The above (in inverted commas) is a quote from 2 Corinthians 1:9. It’s in the context of Paul feeling like death because the pressure had been so great for both him and those travelling with him (verses 8-9). Jesus went through the same thing when he too was reduced to “loud cries and tears to the one who could save him from death,” Hebrews 5:7. And king David too when he talked about “walking through the valley of the shadow of death” in Psalm 23:4.
But in all three of these men’s lives the “death” they were begging rescue and relief from wasn’t physical death. Paul, for instance, was totally ready “to die in Jerusalem for the name of the Lord Jesus” (Acts 21:13). And in one city, where he’d been dumped outside as if dead after being stoned, he went straight back in and carried on preaching (Acts 14:19-20). He even wanted “to become like Jesus in his death,” Philippians 3:10. Physical death, then, wasn’t what he, Jesus or David, feared or wanted escape from.
But what Paul also wanted to experience was “the power of Jesus’ resurrection” (Philippians 3:10). So when buffeted by “a messenger of Satan to torment me” in 2 Corinthians 12:7, he “boasted all the more gladly” about his “weaknesses,” because he’d discovered by then he would experience “Christ’s power resting on me,” verse 9 – and many times too, according to 2 Corinthians 1:10.
And this was the context in which Paul spoke about “God, who raises the dead” in the previous verse, verse 9. It was the experience of Christ’s power getting him through and out of “despairing even of life” and “feeling the sentence of death,” verses 8-9.

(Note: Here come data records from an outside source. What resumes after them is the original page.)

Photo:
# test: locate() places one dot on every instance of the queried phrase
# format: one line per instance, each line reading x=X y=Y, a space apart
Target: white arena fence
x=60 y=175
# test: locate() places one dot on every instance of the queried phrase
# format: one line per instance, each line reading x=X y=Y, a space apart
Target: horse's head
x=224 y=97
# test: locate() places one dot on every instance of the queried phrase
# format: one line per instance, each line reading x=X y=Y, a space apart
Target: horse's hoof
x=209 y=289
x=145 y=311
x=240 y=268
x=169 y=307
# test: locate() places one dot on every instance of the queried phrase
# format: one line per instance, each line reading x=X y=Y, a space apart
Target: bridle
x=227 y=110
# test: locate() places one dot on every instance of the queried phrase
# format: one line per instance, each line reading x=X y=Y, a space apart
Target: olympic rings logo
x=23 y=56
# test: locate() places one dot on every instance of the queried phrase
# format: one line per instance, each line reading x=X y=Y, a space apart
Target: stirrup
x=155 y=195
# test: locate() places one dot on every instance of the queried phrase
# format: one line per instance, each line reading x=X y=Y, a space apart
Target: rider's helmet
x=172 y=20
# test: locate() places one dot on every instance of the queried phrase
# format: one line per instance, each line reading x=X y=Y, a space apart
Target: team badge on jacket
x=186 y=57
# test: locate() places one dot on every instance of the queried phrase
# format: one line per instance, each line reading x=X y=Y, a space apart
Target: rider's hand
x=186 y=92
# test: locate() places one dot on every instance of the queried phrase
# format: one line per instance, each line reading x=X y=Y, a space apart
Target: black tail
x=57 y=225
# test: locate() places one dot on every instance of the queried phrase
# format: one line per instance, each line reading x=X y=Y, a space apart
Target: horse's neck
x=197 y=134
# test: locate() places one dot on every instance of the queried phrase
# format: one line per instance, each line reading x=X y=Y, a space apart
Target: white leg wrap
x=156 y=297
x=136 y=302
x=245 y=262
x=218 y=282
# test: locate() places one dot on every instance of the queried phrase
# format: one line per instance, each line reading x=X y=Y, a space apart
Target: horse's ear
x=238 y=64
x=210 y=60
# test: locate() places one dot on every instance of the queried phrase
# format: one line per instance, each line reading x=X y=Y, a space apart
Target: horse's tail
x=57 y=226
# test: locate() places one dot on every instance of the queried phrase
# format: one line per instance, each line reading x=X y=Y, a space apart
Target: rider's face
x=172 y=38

And this was Jesus’ experience too, because God heard his cries for help and by answering him every time taught Jesus the same lesson he taught Paul that, no matter how tough the suffering got, he could totally trust God to see him through (2 Corinthians 1:10 and Hebrews 5:7). And there was history to back it up too, because “In you our fathers put their trust; they trusted and you delivered them. They cried to you and were saved; in you they trusted and were not disappointed,” Psalm 22:4-5. They too, as Paul would phrase it, were “raised from the dead.”
David experienced it too, because in the depths of his despair at having disobeyed God so blatantly, to the point of begging God not to “cast me from your presence or take your Holy Spirit from me” in Psalm 51:11, he was lifted out of his misery, knowing God could “restore to me the joy of your salvation and grant me a willing spirit to sustain me,” verse 12. In other words, he trusted God to raise him from the dead too.
So, can this be our experience too?
A resounding “Yes” according to Ephesians 2, because we were all in the same boat of being “dead in our transgressions and sins,” verse 1, but “in God’s great love for us, he made us alive with Christ even when we were dead in transgressions,” verses 4-5, and “he raised us up with Christ (from our dead state) and seated us with him in the heavenly realms,” verse 6. So we’ve already been raised from the dead and are now experiencing being made alive, so that we can be “God’s workmanship, created in Christ Jesus to do good works,” verse 10.
And when are those good works being done? In this lifetime of ours right now, which is why we can say, and from our own experience too, “God who raises the dead – today and every day.”